EMBARGO

"General Dynamics European Land Systems Steyr": Gegen Ende von Johann Lurfs EMBARGO erscheint diese Aufschrift im Bild. Der Film hat einen vielsagenden Titel; ihm eilt die Info voraus, dass es um Standorte von Waffenindustrie geht. Von vornherein gefordert ist also ein suchender Blick – den das räumliche Arrangement des Films dann in paradoxe Texturen einfaltet.
Das Bild ist im Paranoia-Modus zu lesen. Andere Lurf-Filme zeigen eine postmoderne Mehrzweckhalle (Picture Perfect Pyramid) oder eine Torpedo-Testanlage (Reconnaissance) so, als wären sie mysteriöse Tempel; EMBARGO macht nun in Scheinwerferlicht getauchte Industrie-Container und -Fassaden mit kargen Beschriftungen zu unheimlichen Anlagen mit enigmatischen Inschriften.
Im Bereich der Geopolitik meint das Wort "Embargo" meist Verbote von Waffenexporte in Krisen-Länder. Europäische Firmen umgehen Embargos oft, durchaus mit System. "European Land Systems." Eine Traditionsmarke und -Location österreichischer Waffenproduktion: "Steyr", auch im Steuern militärischer Optik versiert – "Camcopter S 100 unmanned air system" lautet eine andere Inschrift in EMBARGO. Sie benennt eine Drohne. Eine Drohne gibt Einblicke in Orte, für die ein Wahrnehmungsembargo gilt; sie dient dem aufklärenden Beobachten, der "Reconnaissance." Beobachten heißt hier Test, setzt den Bild-Raum prüfend unter Stress – umzäunte Orte der Waffenindustrie ebenso wie unser Wahrnehmen dieser Orte.
EMBARGO montiert Ansichten in einem umfassenden Kräftespiel – "General Dynamics" – der Bewegungsirritation. In Gesten, die der Techno-Score von Jung an Tagen mitvollzieht, führen Fahrten Räume vor, buchstäblich: Erst ist da eine Mikrobewegung in starrer nächtlicher Totale, die wie ein Suchbild anmutet, dann Überstürzung im Bildablauf bis zum Grad der Explosion, die Vorder- und Hintergrund auseinanderreißt.
Wer mit Filmkritik zu tun hat, kennt "Embargo" auch als ein Wort, das sich auf Rezensionssperrfristen, zumal bei spektakulären Großproduktionen, bezieht.
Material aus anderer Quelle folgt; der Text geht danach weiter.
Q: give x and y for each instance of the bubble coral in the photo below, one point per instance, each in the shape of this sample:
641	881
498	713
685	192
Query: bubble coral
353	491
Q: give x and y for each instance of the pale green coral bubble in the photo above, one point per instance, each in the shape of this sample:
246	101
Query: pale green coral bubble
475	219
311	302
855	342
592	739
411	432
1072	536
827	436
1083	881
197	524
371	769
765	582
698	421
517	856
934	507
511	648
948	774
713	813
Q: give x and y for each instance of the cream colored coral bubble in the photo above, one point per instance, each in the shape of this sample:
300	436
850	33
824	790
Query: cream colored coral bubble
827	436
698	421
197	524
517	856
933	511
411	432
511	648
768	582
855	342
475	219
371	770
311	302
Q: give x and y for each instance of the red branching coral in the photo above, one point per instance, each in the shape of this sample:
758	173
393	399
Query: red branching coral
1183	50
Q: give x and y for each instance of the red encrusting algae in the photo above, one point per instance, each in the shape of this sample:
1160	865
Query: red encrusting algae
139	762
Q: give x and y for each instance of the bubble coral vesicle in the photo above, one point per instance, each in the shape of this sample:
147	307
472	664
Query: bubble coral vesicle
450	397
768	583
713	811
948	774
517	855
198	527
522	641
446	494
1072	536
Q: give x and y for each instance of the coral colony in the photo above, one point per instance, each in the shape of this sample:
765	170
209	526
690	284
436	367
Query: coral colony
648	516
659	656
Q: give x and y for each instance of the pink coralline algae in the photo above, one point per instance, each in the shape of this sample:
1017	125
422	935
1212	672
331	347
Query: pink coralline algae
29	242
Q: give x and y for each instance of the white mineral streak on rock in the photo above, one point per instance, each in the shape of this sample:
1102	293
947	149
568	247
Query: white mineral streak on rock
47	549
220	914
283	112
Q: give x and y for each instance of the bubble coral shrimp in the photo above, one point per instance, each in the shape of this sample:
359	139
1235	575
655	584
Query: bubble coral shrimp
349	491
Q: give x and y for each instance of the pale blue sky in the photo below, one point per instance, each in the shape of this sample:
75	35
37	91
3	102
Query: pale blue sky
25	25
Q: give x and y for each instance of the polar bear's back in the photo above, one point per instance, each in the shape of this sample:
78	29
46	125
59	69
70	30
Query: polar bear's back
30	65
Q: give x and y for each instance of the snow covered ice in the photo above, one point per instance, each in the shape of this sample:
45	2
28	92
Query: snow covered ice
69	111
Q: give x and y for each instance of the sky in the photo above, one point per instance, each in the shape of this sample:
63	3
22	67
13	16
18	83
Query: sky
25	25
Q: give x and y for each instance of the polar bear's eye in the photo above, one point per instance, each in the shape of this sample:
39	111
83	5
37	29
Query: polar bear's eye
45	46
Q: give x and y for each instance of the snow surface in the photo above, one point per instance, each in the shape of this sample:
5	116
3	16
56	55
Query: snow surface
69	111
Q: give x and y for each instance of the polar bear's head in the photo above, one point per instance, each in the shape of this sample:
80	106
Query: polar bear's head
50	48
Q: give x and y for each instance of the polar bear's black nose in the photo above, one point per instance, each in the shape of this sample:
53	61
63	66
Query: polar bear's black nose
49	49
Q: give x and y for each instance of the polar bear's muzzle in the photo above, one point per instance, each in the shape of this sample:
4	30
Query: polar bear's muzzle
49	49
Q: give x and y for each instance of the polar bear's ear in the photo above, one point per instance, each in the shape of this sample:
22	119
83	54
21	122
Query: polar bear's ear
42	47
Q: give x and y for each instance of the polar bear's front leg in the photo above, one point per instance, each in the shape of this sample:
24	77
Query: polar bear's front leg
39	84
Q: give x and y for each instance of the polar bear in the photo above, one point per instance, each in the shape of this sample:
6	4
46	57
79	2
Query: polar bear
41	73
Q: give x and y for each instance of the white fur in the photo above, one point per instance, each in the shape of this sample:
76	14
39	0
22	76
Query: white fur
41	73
Diese Art von Embargo ähnelt dem "Spoiler Alert" so wie Lurfs Industriefilme unversehens Gemeinsamkeiten mit Dynamiken von Mindgame- und SciFi-Filmen des Industriekinos aufweisen. EMBARGOs Musik erinnert an Vertigo. Nach dem Beobachten kommt der "rush"; der Hintergrund rast vorbei – als würden Aliens oder andere Riesenmächte die Geheimgebäude hinter dem Zaun verschieben. (Drehli Robnik)


Der Titel EMBARGO ist bewusst zweideutig gewählt, denn einerseits unterliegen viele mögliche Märkte für die Waffenindustrie einem Embargo, andererseits ist diese, um in Ruhe arbeiten zu können, darauf angewiesen, dass nach Möglichkeit ein Informationsembargo in eigener Sache wirksam wird. Waffenfirmen sind nicht gern in den Medien.(Johann Lurf)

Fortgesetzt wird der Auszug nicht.